Indeed, the sequence at the movie’s center is a Renaissance Faire reenactment of a wedding ritual — a scene in which actors pretend to be people pretending to be people in love, peeling the emotion apart layer by layer. Let’s Talk About Love, Céline Dion once proposed via album title; Let’s Think About Love could well be this movie’s subtitle. If you’ve ever spent a few hours dissecting a movie you’ve just seen with a date over diner food, this is a five-course meal.

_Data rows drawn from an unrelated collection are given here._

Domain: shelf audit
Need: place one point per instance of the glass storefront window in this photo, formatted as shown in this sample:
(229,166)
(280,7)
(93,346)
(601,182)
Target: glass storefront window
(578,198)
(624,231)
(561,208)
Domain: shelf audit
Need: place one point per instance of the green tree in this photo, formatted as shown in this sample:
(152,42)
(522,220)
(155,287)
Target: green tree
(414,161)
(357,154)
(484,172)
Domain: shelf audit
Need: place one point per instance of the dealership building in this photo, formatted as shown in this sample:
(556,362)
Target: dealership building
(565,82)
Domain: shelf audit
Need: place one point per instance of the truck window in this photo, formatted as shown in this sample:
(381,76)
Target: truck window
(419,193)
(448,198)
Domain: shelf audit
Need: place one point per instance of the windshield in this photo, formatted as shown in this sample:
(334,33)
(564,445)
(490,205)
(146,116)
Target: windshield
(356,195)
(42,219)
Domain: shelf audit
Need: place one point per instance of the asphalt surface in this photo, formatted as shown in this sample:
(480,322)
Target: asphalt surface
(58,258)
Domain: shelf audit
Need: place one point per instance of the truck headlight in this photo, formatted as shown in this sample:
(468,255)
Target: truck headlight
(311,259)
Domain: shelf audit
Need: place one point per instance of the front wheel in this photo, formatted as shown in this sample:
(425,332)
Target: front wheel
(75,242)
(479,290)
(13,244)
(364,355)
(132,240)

But the most romantic thing about The Love Witch is the existence of the film itself. To call a work of art “a labor of love” is to imply a sort of jejune passion, an amateur’s enthusiasm, but nothing could be further from the case here. Taking the concept of the auteur to a whole new level, Anna Biller not only wrote, edited, scored, produced, and directed this movie — she also served as the production designer, the set decorator, the art director, and the costume designer. She personally built, knit, sewed, collected, or otherwise provided many of the film’s key props, from the witches’ altar to the characters’ jewelry to a rug that took her months to make. If the lengthy and thoughtful essays and interviews on her blog are any indication, she also served as the movie’s on-set philosopher. Short of starring in the movie herself, there’s no way The Love Witch could be more Anna Biller’s vision.
The result is unmistakably familiar. To watch The Love Witch is to enter the headspace and heartspace of another human being as surely as falling in love.

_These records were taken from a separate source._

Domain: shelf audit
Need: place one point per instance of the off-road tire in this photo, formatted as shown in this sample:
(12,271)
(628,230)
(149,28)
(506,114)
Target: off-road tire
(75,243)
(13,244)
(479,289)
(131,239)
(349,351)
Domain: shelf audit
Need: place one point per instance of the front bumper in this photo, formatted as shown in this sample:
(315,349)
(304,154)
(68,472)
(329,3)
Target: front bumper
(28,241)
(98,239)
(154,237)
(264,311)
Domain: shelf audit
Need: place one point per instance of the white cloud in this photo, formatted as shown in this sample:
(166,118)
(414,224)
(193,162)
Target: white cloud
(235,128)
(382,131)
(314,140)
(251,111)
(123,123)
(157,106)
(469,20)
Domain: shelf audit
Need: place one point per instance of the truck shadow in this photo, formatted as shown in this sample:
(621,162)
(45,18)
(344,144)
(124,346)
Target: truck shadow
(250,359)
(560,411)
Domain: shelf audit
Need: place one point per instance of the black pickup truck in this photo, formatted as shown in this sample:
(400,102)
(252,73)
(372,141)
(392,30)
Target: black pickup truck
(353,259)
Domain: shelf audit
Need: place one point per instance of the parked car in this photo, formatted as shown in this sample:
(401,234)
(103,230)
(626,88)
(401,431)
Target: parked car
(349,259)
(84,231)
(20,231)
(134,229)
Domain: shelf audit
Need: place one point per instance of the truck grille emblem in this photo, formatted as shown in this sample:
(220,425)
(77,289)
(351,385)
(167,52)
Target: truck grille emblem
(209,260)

This becomes crystal clear barely five minutes into the film. After an opening driving sequence that’s a loving homage to similar scenes in Hitchock’s Psycho and The Birds, we enter the Billerverse in earnest — a world where every detail is deliberate and delightful. Tucking her cherry-red cigarette case into her cherry-red purse, Elaine emerges from her cherry-red car in her cherry-red dress, then takes her cherry-red suitcase out of the cherry-red trunk to enter an apartment full of occult artwork so colorful it’d make a Crayola 64-pack blush. Next, we’re off to a sumptuously appointed tea room in which every one of the all-female clientele is clad in cotton-candy pink; the matching floral-patterned tea set, hand selected by Biller herself, looks like something made of marzipan in the sugar-spun home of a fairy-tale cannibal witch.
By the time I hit this point in the movie, I was laughing out loud in sheer joyful admiration. Whether working in true independent form like Biller or blessed with the carte blanche freedom afforded to established and acclaimed names like Scorsese, Anderson, Tarantino, or Coen, few filmmakers have anything close to this level of confidence in their own taste and vision. Pulling this off for a single scene would be reason to celebrate. Constructing an entire film from a single intelligent, idiosyncratic worldview is close to a miracle. And from its first scene to its last, from the font choice in its opening titles to the music over the closing credits, that kind of miracle is exactly what The Love Witch delivers. Watch it with some witch you love.